Alle 18, quando suonò l’Angelus, guardò a lungo la statua della Santa Vergine. Infine, alle 19 e qualche minuto, poiché la Priora aveva congedato la Comunità, sospirò:
Madre! Non è ancora l’agonia?…
Non sto morendo?…
Sì, povera piccola, è l’agonia, ma il buon Dio vuole prolungarla di qualche ora!
Ella riprese con coraggio:
Va bene!… Avanti!… Avanti!…
Oh! Non vorrei soffrire per meno tempo…
E guardando il suo Crocifisso:
Oh! Io l’amo!… Dio… ti amo!…
Improvvisamente, dopo aver pronunciato queste parole, cadde dolcemente all’indietro, con la testa inclinata a destra. La Priora fece velocemente suonare la campana dell’infermeria per chiamare la Comunità.
«Aprite tutte le porte», disse nel contempo. Queste parole avevano un tono solenne e mi fecero pensare che in Cielo anche Dio le dicesse ai suoi Angeli.

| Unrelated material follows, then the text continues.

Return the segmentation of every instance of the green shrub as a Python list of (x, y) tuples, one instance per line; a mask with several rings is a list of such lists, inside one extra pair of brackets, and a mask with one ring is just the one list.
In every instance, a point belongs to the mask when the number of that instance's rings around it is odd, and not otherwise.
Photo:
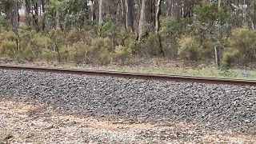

Le sorelle ebbero il tempo di inginocchiarsi intorno al letto e furono testimoni dell’estasi della piccola santa morente. Il volto aveva ripreso il colore del giglio che aveva in piena salute, gli occhi erano fissi in alto, brillanti di pace e di gioia. Faceva certi graziosi movimenti con la testa, come se Qualcuno l’avesse divinamente ferita con una freccia d’amore e poi la ritirasse per ferirla ancora…
Suor Maria dell’Eucaristia si avvicinò con una candela per vedere più da vicino il suo sublime sguardo. Alla luce della fiamma, non apparve nessun movimento sulle palpebre. Questa estasi durò all’incirca lo spazio di un Credo e poi Teresa rese il suo ultimo respiro.
Dopo la morte, conservò il suo celeste sorriso. Era di una bellezza che rapiva. Teneva così stretto il Crocifisso che bisognò strapparglielo dalle mani per seppellirla. Suor Maria del Sacro Cuore ed io compimmo quest’ufficio insieme a suor Amata di Gesù e rilevammo allora che non dimostrava più di dodici o tredici anni.
Le membra rimasero flessibili fino all’inumazione, il lunedì 4 ottobre 1897.